In a published randomized, double-blind, placebo-controlled Phase 2 clinical trial, which included both a public speaking and a social situation challenge, PH94B significantly improved the primary efficacy endpoint within 10 to 15 minutes of self-administration.3
In a 22-patient, four-week, randomized, double blind, placebo-controlled pilot Phase 3 crossover study, subjects receiving PH94B had a significantly greater decrease in average peak Subjective Units of Distress scores compared to placebo within one week of treatment. 4 There was also a significantly greater decrease in Liebowitz Social Anxiety Scale (LSAS) avoidance scores for subjects who received PH94B first, before crossing over to placebo. These data were presented in a poster session at the 2019 Anxiety and Depression Association of America (ADAA) Annual Conference.

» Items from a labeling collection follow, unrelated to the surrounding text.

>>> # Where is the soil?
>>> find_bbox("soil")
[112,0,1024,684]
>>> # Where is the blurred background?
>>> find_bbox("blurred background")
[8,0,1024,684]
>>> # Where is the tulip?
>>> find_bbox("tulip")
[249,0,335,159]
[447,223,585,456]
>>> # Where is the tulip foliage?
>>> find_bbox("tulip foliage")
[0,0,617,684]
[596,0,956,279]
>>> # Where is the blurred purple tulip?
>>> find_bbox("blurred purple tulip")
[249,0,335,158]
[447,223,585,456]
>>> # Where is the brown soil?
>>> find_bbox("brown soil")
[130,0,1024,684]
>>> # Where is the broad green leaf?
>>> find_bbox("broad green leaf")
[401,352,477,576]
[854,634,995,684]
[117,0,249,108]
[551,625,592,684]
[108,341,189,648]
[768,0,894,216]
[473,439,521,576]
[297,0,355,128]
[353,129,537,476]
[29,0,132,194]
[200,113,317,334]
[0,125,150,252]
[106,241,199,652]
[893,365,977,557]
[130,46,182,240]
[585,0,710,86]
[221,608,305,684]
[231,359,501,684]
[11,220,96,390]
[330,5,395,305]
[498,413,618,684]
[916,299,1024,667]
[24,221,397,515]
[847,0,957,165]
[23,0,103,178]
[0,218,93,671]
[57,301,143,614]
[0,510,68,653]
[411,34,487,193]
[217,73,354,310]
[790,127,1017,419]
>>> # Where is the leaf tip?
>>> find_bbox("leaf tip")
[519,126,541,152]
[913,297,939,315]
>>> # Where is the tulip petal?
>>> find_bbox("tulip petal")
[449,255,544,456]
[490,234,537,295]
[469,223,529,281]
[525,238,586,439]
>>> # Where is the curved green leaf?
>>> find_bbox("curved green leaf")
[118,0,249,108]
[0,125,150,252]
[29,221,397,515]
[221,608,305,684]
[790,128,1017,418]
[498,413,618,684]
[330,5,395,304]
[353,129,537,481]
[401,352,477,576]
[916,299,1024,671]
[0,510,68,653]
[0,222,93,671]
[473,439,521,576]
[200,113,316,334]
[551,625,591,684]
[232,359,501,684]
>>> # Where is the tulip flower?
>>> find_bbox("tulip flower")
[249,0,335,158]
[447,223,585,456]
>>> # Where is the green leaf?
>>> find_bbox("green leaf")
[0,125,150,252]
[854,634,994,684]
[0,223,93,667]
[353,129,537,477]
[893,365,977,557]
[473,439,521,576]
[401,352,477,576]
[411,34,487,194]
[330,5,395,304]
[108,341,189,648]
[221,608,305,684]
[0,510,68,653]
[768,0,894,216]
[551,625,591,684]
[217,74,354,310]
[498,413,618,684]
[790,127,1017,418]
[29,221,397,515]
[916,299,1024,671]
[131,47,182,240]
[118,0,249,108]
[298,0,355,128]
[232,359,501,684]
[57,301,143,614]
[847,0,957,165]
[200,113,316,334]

In all clinical studies to date, PH94B was administered intranasally at microgram doses and without systemic exposure; PH94B's safety profile was excellent, with no serious adverse events.
VistaGen is currently preparing for pivotal Phase 3 development of PH94B as a novel first-line PRN treatment for SAD.
Learn more about SAD from the U.S. National Institute of Mental Health here.
- American Psychiatric Association. (2013). Diagnostic and statistical manual of mental disorders (5th ed.). Arlington, VA: American Psychiatric Publishing.
- Liebowitz, MR, Salman, E, Nicolini, H, Rosenthal, N, Hanover, R, Monti. L (2014). Effect of an acute intranasal aerosol dose of PH94B on social and performance anxiety in women with social anxiety disorder. Am. J. Psychiatry 171:675-682.
- Liebowitz MR, Hanover R, Draine A, Lemming R, Careri J, Monti L (2016). Effect of as‐needed use of intranasal PH94B on social and performance anxiety in individuals with social anxiety disorder. Depress Anxiety 33: 1081-1089.